Genangan air tidak hanya merendam permukiman warga, tetapi juga merusak infrastruktur, menutup akses jalan dan menyebabkan korban jiwa.
Di Kota Denpasar, meluapnya air sungai Tukad Badung merusak pasar dan pemukiman di sekitarnya.
Bencana banjir besar ini menarik perhatian budayawan sekaligus filolog naskah lontar, Sugi Lanus.
Ia menilai bahwa aturan tradisional yang tercantum dalam lontar mengenai tata ruang dan lingkungan semakin diabaikan.
Baca juga: Banjir Bali, Pemerintah Pusat Siapkan Dana Rp 5 Miliar untuk Penanganan Dampaknya
Sugi Lanus menjelaskan, sejumlah manuskrip kuno Bali mencatatkan larangan untuk membangun di area tertentu, seperti sempadan sungai.
Ia mencontohkan larangan membangun di teba tukad atau sempadan belakang rumah yang berbatasan langsung dengan sungai maupun jurang.
Demikian pula, telajakan atau sempadan depan rumah yang harus dibiarkan kosong.
"Secara tradisional, area ini berfungsi sebagai parit alami antara jalan dan rumah, yang bisa menjadi saluran dadakan saat hujan deras turun," ungkapnya.
Menurut Sugi, lontar bukan sekadar teks berisi mitos, melainkan rangkuman pengalaman ratusan hingga ribuan tahun leluhur Bali yang berfungsi sebagai acuan hidup.
Baca juga: Dampak Banjir Bali, Kepala BNPB Sebut 474 Unit Kios dan Ruko Rusak
"Bahasanya memang mitis, sehingga sering dianggap tahayul. Padahal, dalam banyak hal lontar menyimpan data historis, bahkan pengalaman traumatik leluhur yang bisa dijadikan pelajaran," lanjutnya.
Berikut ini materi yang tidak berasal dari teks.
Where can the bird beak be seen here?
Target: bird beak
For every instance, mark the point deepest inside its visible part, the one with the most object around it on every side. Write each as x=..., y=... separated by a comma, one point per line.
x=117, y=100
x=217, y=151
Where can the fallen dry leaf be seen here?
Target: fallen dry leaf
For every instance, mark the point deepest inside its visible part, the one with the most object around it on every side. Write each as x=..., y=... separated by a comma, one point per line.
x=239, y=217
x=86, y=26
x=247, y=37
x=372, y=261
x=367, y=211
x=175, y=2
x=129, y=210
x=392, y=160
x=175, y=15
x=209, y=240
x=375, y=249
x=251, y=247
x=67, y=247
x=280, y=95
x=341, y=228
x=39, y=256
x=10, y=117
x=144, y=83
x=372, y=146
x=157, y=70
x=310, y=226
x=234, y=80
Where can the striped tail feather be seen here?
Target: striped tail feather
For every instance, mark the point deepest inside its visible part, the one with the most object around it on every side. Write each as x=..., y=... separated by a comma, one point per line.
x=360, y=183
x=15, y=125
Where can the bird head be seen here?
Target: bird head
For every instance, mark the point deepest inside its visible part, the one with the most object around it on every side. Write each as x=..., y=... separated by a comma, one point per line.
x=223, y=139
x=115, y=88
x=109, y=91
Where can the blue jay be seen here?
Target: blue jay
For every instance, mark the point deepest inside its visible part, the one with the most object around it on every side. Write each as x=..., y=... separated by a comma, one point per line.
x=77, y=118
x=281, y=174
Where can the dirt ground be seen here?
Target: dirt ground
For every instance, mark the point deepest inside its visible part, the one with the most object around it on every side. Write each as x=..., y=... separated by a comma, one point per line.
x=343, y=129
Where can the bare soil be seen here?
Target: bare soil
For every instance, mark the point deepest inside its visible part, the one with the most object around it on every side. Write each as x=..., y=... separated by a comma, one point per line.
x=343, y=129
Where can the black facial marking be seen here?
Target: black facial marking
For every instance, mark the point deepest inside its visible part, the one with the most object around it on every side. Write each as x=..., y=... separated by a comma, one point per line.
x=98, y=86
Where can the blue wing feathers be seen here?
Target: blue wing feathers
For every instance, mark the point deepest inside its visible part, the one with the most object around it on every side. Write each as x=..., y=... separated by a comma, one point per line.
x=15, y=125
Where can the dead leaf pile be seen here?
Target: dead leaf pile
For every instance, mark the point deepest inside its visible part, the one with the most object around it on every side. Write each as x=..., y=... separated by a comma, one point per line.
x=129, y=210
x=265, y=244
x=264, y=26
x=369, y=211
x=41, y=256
Sugi Lanus juga menekankan bahwa banjir yang terjadi bertepatan dengan malam Pagerwesi harus dipandang sebagai pengingat untuk kembali mengarusutamakan isi lontar dalam regulasi tata ruang modern.
"Jika aturan modern telah mengatur hal serupa, penegakannya harus dilakukan dengan lebih serius," katanya.
"Kebencanaan banjir dan korban banjir di Bali hari ini adalah bukti bagaimana perarem (aturan) telajakan-teba sudah tak berlaku lagi," tuturnya.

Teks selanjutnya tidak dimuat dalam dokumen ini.